500万円を借りるとして、それが単なる不足補填なのか、仕入増加への対応なのか、回収サイトのギャップ吸収なのかで意味は変わります。

借入額は大きいか小さいかではなく、どの不足を、何か月分、どう埋めるためのお金なのかで見るべきです。

第四に、更新対応と資金計画に矛盾がないかです。
事業は安定していると説明しながら、資金計画があいまいであれば説得力は弱くなります。

逆に、一時的に資金が苦しい場面があっても、その理由と改善方針、必要資金の根拠が整理されていれば、説明のつじつまは通りやすくなります。

業種が変われば、見るべき資金の癖も変わる

この考え方は製造業に限りません。
小売業なら在庫負担、建設業なら着工から入金までの期間差、IT受託や制作業なら検収条件と入金サイト、人材業なら給与の先払い構造が資金繰りに影響します。

同じ「売上はあるのに苦しい」でも、原因は業種ごとに違います。

だから資金計画は、一般論だけで語れる部分と、業種ごとのお金の流れに応じて調整すべき部分を分けて考えなければなりません。

経営管理ビザ更新の場面でも、形式的に数字を並べるだけでは足りず、自社ではどこでお金が先に出ていき、どこで遅れて入ってくるのかを前提に説明を組み立てる必要があります。

まとめ――手続を終えることと、経営を安定させることは同じではない

A社の事例が示しているのは、経営管理ビザの更新と追加融資は、別々の問題として処理しないほうがよいということです。

どちらも結局は、この先も事業を無理なく続けられるだけの資金の厚みがあるかという一点に集約されます。

更新時期は、どうしても目の前の書類対応に意識が引っ張られます。

ですが、その時期こそ、売上、回収、支払、固定費、返済、今後の運転資金需要をまとめて点検するべき局面です。
A社では、結果として更新対応を進め、追加融資500万円を確保する道筋を整えました。

しかし本質は、調達できたこと自体ではありません。

自社の事業継続性を説明できる状態を整え、そのうえで必要な資金を経営判断として位置づけ直したことにあります。

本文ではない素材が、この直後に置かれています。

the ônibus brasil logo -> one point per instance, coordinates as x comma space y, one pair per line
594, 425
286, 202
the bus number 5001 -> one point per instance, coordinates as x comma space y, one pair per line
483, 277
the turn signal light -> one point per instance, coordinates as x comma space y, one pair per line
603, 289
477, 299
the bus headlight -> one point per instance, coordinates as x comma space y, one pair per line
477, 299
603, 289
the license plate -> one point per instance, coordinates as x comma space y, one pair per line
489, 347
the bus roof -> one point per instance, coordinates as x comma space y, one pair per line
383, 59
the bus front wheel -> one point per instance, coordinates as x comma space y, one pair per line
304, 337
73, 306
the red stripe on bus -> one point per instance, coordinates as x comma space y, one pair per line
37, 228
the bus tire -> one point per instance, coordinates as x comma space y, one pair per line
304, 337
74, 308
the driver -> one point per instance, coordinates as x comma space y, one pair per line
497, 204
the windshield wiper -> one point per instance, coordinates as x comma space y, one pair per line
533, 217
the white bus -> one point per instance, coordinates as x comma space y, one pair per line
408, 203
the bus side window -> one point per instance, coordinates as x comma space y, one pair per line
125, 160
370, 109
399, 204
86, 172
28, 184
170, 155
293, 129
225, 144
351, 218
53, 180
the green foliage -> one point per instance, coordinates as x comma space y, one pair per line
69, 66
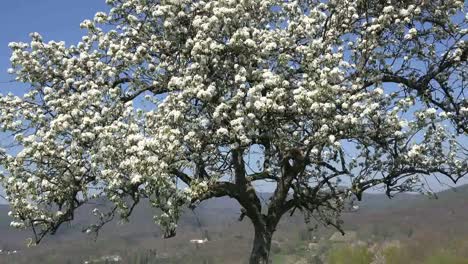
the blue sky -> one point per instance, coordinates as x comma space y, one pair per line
53, 19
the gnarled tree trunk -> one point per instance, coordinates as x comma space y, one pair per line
261, 245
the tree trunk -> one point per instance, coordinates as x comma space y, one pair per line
261, 246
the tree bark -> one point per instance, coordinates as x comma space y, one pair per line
261, 246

制度対応と資金対応が重なるとき、経営者は「まず通すこと」に意識を奪われがちです。

けれども、そこだけに寄ると、更新後に同じ不安定さを持ち越します。
本当に見るべきなのは、いま資金が足りるかではなく、この先の事業運営を支えるだけの余裕があるかどうかです。

そこまで整理できてはじめて、借入は「通るか」ではなく「借りるべきか」で考えられるようになります。

資金計画は、一般論だけで決められるものではありません。
業種や固定費の大きさ、入金条件によって最適解は変わります。
重要なのは、「借りられるか」ではなく「今、借りるべきか」を判断できる状態をつくることです。

まずは、

  • 毎月の固定費はいくらか
  • 毎月の返済額はいくらか
  • 売上の入金は何か月後か
  • 先に出ていく仕入や外注費はいくらか
  • 今後数か月でどれくらい受注が増えそうか

このあたりを整理することから始めると、更新対応と資金判断の両方が見えやすくなります。